Computing Complex Dimension Faster and Deterministically
J. Maurice Rojas
TL;DR
Addressing the problem of computing the complex dimension $\dim Z_F$ of the zero set of a sparse polynomial system $F$, the paper introduces a completely deterministic algorithm based on toric resultants that reduces multivariate solving to matrix and univariate arithmetic, achieving a bound of $\mathcal{O}(n^{2.312} 11^{n} k V_F^{7.376})$ and accompanying height bounds. It develops sharp rational univariate representation (RUR) bounds, provides explicit coefficient-height controls, and constructs an explicit univariate witness $h_F$ along with $u_F$ for $Z_F$, with complexity matching the main dimension bound. Furthermore, under GRH, it refines Koiran’s hypersurface-emptiness test by giving explicit density-based constants $a_F$ and $A_F$ that certify feasibility through modular reductions, thereby yielding a sharper conditional algorithm.

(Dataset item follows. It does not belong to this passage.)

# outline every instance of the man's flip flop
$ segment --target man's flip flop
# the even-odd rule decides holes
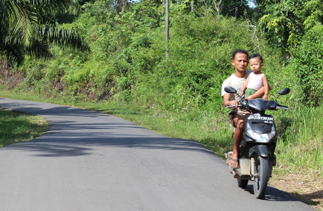
[[[231,165],[230,165],[230,162],[229,162],[229,161],[228,161],[228,164],[229,164],[229,166],[230,167],[232,167],[232,168],[233,168],[234,169],[239,169],[239,168],[240,167],[240,166],[239,165],[239,161],[238,161],[238,160],[236,160],[236,159],[235,159],[234,158],[231,158],[231,156],[230,156],[230,157],[229,157],[229,160],[232,160],[232,161],[233,161],[234,162],[235,165],[236,165],[236,164],[238,164],[238,166],[237,166],[237,167],[234,167],[234,166],[231,166]]]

Together, the results advance deterministic, sparsity-aware dimension computation over $\mathbb{C}$ and offer concrete, scalable tools for symbolic solving and decision problems in algebraic geometry, while clarifying the role of polytopal volume $V_F$ in complexity.
Abstract
We give a new complexity bound for calculating the complex dimension of an algebraic set. Our algorithm is completely deterministic and approaches the best recent randomized complexity bounds. We also present some new, significantly sharper quantitative estimates on rational univariate representations of roots of polynomial systems. As a corollary of the latter bounds, we considerably improve a recent algorithm of Koiran for deciding the emptiness of a hypersurface intersection over the complex numbers, given the truth of the Generalized Riemann Hypothesis (GRH).